Effects of postmortem time and storage fluid on the material properties of bovine liver parenchyma in tension

Abstract

In motor vehicle collisions (MVCs), liver injuries are one of the most frequently reported types of abdominal organ trauma. Although finite element models are utilized to evaluate the risk of sustaining an abdominal organ injury in MVCs, these models must be validated based on biomechanical data in order to accurately assess injury risk. Given that previous studies that have quantified the tensile failure properties of human liver parenchyma have been limited to testing at 48 h postmortem, it is currently unknown how the material properties change between time of death and 48 h postmortem.

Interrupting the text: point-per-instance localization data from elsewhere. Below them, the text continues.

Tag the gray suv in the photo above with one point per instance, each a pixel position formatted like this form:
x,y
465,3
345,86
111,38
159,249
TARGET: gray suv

Therefore, the objective of this study was to quantify the effects of postmortem degradation on the tensile material properties of bovine liver parenchyma with increasing postmortem time when stored in DMEM or saline. A total of 148 uniaxial tension tests were successfully conducted on parenchyma samples of fourteen bovine livers acquired immediately after death. Liver tissue was submerged in DMEM or saline and kept cool during sample preparation and storage. Twelve livers were stored as large blocks of tissue, while two livers were stored as small blocks and slices. Tension tests were performed on multiple dog-bone samples from each liver at three time points: ~6 h, ~24 h, and ~48 h postmortem. The data were then analyzed using a Linear Mixed Effect Model to determine if there were significant changes in the failure stress, failure strain, and modulus with respect to postmortem time. The results of the current study showed that the failure strain of bovine liver parenchyma decreased significantly between 6 h and 48 h after death when stored as large blocks in saline and refrigerated. Conversely, neither the failure stress nor failure strain changed significantly with respect to postmortem time when stored as large blocks in DMEM. The modulus did not change significantly with respect to postmortem time for tissue stored as large blocks in either saline or DMEM. Cellular disruption increased with postmortem time for tissue stored as large blocks, with tissue stored in saline showing the greatest increase at each time point. In addition, preliminary results indicated that reducing the tissue storage size had a negative effect on the material properties and cellular architecture. Overall, this study illustrated that the effects of postmortem liver degradation varied with respect to the preservation fluid, storage time, and storage block size.